Startups in 13 Sentences

Paul Graham’s essay Startups in 13 Sentences distills startup wisdom into thirteen foundational principles.

The 13 Sentences

  1. Pick good cofounders. This is like location in real estate—foundational and hard to change.

  2. Launch fast. Learn what users actually need, not what you imagine they need.

  3. Let the idea evolve. Startups aren’t mere execution of initial concepts.

  4. Understand your users. This drives most success. Maximize “how much you improve their lives.”

  5. Better to make a few users love you than many users like you. “It’s easier to expand userwise than satisfactionwise.”

  6. Offer surprisingly good customer service. This reveals user insights you can’t get any other way.

  7. You make what you measure. Measurement itself improves results.

  8. Spend little. Obsessive cost discipline preserves runway and optionality.

  9. Get ramen profitable. This changes investor dynamics dramatically.
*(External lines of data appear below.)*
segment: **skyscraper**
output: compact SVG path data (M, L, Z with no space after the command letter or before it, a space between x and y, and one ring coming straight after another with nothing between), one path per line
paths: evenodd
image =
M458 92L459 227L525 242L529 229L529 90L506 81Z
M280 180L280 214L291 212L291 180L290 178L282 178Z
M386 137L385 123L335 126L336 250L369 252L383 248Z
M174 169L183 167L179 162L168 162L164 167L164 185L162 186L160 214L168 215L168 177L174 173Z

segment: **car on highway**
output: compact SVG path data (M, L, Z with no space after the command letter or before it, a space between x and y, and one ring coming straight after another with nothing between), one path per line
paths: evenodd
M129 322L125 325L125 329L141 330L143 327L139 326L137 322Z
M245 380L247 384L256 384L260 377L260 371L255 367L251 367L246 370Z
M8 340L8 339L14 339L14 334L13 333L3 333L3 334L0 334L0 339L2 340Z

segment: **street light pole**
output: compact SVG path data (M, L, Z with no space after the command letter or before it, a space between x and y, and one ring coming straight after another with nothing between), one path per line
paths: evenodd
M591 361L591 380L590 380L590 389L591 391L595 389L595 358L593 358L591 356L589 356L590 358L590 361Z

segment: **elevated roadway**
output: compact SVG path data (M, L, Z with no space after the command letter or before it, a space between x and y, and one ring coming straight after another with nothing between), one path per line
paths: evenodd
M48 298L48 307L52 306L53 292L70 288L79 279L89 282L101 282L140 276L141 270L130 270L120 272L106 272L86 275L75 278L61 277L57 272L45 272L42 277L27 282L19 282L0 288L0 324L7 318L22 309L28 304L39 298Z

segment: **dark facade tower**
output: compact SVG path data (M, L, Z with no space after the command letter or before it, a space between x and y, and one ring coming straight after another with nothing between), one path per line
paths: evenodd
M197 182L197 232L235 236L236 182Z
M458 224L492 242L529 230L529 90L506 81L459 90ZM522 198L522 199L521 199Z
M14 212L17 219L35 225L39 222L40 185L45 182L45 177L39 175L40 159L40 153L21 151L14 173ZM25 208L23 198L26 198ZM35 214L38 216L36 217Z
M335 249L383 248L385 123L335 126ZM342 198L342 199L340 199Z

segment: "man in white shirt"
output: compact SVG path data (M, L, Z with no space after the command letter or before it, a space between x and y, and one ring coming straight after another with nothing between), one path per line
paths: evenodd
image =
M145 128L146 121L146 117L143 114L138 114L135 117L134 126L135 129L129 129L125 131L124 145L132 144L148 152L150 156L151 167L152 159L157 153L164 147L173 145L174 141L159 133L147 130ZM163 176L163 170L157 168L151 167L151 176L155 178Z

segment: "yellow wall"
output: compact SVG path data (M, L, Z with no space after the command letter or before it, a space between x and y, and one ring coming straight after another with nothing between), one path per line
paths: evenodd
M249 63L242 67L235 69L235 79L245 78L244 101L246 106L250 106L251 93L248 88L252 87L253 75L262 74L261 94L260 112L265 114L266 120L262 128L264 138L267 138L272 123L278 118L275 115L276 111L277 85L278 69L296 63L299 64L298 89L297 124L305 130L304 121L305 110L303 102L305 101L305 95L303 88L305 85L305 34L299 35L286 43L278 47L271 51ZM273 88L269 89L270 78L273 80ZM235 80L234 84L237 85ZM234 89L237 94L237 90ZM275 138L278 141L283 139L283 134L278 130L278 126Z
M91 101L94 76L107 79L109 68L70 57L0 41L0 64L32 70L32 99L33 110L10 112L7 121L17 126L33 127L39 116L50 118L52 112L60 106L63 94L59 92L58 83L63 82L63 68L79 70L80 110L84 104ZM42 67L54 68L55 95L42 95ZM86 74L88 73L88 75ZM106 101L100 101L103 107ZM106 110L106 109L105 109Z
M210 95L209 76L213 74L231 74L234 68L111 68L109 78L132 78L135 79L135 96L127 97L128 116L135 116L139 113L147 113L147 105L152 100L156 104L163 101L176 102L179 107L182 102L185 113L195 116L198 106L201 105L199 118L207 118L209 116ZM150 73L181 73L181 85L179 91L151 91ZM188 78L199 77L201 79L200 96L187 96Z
  10. Avoid distractions. Especially paid work that pulls you away.

  11. Don’t get demoralized. Prevent demoralization through conscious effort.

  12. Don’t give up. “Sheer effort is usually enough” in startups, unlike fields requiring innate talent.

  13. Deals fall through. Avoid over-depending on any single deal.

The Core Insight

Understanding users ultimately sustains morale during inevitable challenges and informs nearly every other principle on the list.